Perché un’azienda dovrebbe fare Content Marketing

L’interesse per il Content Marketing non accenna ad esaurirsi, e nemmeno a diminuire. Sono sempre numerosissimi gli articoli e – appunto – i contenuti su internet e non solo che consigliano alle aziende di iniziare a puntare sulle attività di Content, che risultano strategiche per proporre una comunicazione coerente con le nuove abitudini di consumo dei media digitali da parte delle persone.

Ma come si fa a capire se un’azienda o un brand hanno davvero bisogno del content marketing? Si può essere, o no, “pro-content”, ma in generale è ravvisabile la tendenza per cui molti uomini d’azienda tentino di inseguire “l’ultimo trend”, senza un pensiero strategico reale a monte delle attività.

Per capire se ha senso aumentare il proprio impegno economico nei confronti delle attività di content marketing, vi proponiamo cinque domande che ogni azienda dovrebbe porsi prima di considerare l’allocazione del budget.

1. Perché vuoi fare Content Marketing?

Le ultime statistiche del Content Marketing Institute ci dicono che l’88% delle aziende B2B in USA utilizza il content marketing, ma solo il 32% di queste ha una strategia documentata alla base. Lo stesso avviene nel B2C: il 76% delle aziende dice di fare attività di content, ma solo il 37% ritiene che la propria strategia sia efficace.

Una risposta non può essere: perché lo fanno i miei concorrenti. D’altra parte, nessuno vuole essere l’azienda che si è accorta con anni di ritardo del potenziale di ritorno economico dei social media.

La scelta più giusta da compiere deve essere basata su una valutazione il più accurata possibile delle esigenze di comunicazione che riguardano il target dell’azienda: il content marketing può essere un modo per coinvolgere di più il proprio audience? Ma soprattutto: che obiettivo ci si propone di raggiungere attraverso le attività di content?

I classici obiettivi di brand awareness, generazione di lead e costruzione della reputazione aziendale vanno bene, ma non sono sufficienti. Si deve andare più nello specifico, prendendo spunto da quello che viene segnalato dagli Analytics, in modo da impostare una content strategy coerente.

L’88% delle aziende B2B in USA fa #contentmarketing, ma solo il 32% ha una strategia

2. Chi sono i tuoi clienti?

Esistono moltissimi strumenti – primi tra i quali lo Strumento di Pianificazione delle Parole chiave di Google AdWords e Google Trends – a partire dai quali è possibile conoscere gli argomenti preferiti del proprio audience di riferimento. Non interessano, in questa fase, le caratteristiche socio-demografiche e psico-grafiche dei propri clienti, ma gli argomenti che ricercano, che leggono e che condividono.

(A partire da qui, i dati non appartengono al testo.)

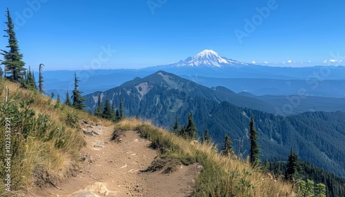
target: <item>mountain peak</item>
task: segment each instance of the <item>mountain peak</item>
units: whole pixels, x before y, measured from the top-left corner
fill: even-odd
[[[177,66],[204,66],[221,68],[224,66],[244,66],[248,64],[222,57],[213,50],[204,50],[189,57],[185,61],[179,61]]]

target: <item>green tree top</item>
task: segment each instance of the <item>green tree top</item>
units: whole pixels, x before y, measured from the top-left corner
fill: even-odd
[[[100,93],[98,94],[97,107],[95,110],[95,115],[99,117],[102,116],[102,103]]]
[[[197,138],[197,127],[194,123],[193,114],[192,112],[188,116],[188,124],[186,127],[187,138],[195,140]]]
[[[5,70],[8,70],[11,73],[10,78],[14,81],[18,81],[19,76],[23,74],[25,70],[25,63],[21,61],[23,54],[19,53],[19,46],[17,39],[16,33],[14,32],[14,25],[13,24],[10,10],[7,8],[7,22],[5,23],[8,29],[4,30],[7,35],[5,37],[8,38],[8,45],[6,48],[8,51],[1,50],[1,54],[3,55],[3,61],[1,64],[5,65]]]
[[[221,154],[225,156],[230,156],[233,154],[233,142],[230,139],[229,136],[226,135],[224,137],[224,146],[221,149]]]
[[[79,82],[80,82],[80,81],[77,77],[77,74],[75,73],[75,90],[72,92],[73,95],[72,95],[72,99],[73,101],[72,106],[77,110],[83,110],[86,107],[83,103],[85,102],[86,99],[81,96],[83,92],[78,90]]]

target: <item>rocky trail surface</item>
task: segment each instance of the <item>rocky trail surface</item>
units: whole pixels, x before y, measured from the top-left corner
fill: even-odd
[[[151,143],[135,131],[81,121],[86,146],[76,176],[63,183],[34,189],[26,196],[190,196],[201,170],[197,164],[178,165],[172,173],[145,172],[157,156]]]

Per poi definire con maggiore accuratezza le Personas, cioè i consumatori-tipo della propria azienda, è possibile ricostruire il comportamento-tipo di questi profili ideali di clienti attraverso l’analisi dei propri dati primari, ad esempio le categorie di un magazine di loro interesse in presenza di una newsletter targetizzata, oppure la tipologia di ebook o white paper scaricati, e molto altro. Questo metodo richiede però un maggiore investimento in termini di tempo e di risorse.

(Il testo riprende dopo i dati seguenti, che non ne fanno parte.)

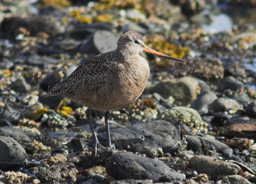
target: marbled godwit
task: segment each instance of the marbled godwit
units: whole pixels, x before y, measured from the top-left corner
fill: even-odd
[[[148,61],[139,53],[148,52],[179,61],[146,46],[138,33],[128,31],[117,42],[115,51],[101,54],[80,65],[62,82],[49,86],[51,95],[59,95],[85,104],[86,117],[94,141],[103,149],[94,131],[90,109],[106,111],[108,143],[111,146],[108,119],[109,111],[120,110],[135,102],[145,88],[149,76]]]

Per analizzare i contenuti di maggiore successo nel web, infine, è utile rivolgersi a BuzzSumo, un web software che è in grado di mostrare le keyword più ricercate in un determinato settore e vedere quali sono i contenuti più performanti.

Per una strategia di #contentmarketing individua gli interessi del tuo audience!

3. Cosa vogliono i tuoi clienti?

Con la pubblicità, e in particolare l’advertising online, si trasmette un messaggio a pagamento, che ha un particolare obiettivo di conversione, riferito a un’azione che un determinato target qualificato dovrebbe intraprendere.

Nel content marketing, invece, il “messaggio” deve essere percepito come qualcosa di valore e di utile dal ricevente, in quanto i meta-obiettivi di queste attività riguardano la creazione di brand awareness, l’acquisizione di fiducia da parte dei consumatori e, solo alla fine, l’incremento delle vendite.

Se i propri contenuti rispondono alle esigenze di ricerca dei clienti e risolvono i problemi che questi affrontano, c’è la forte possibilità che questi diventino “evergreen” posizionandosi con un alto ranking su Google. Sono quelle pagine che Copyblogger chiama “Cornerstore content”, una pagina fondamentale del sito web che serve ad attirare traffico e a direzionare l’utente verso altri contenuti di qualità interni al sito.

Non capire quello che desiderano i propri clienti può avere un costo molto alto, che si può riflettere anche nell’eventualità che ignorino i contenuti.

Il #contentmarketing deve creare un messaggio di valore e utile per l’utente

4. Quale mezzo di distribuzione utilizzare?

Avevamo dedicato due articoli sulle nuove forme di distribuzione dei contenuti, a partire da Facebook Instant Articles per arrivare a Snapchat Discover.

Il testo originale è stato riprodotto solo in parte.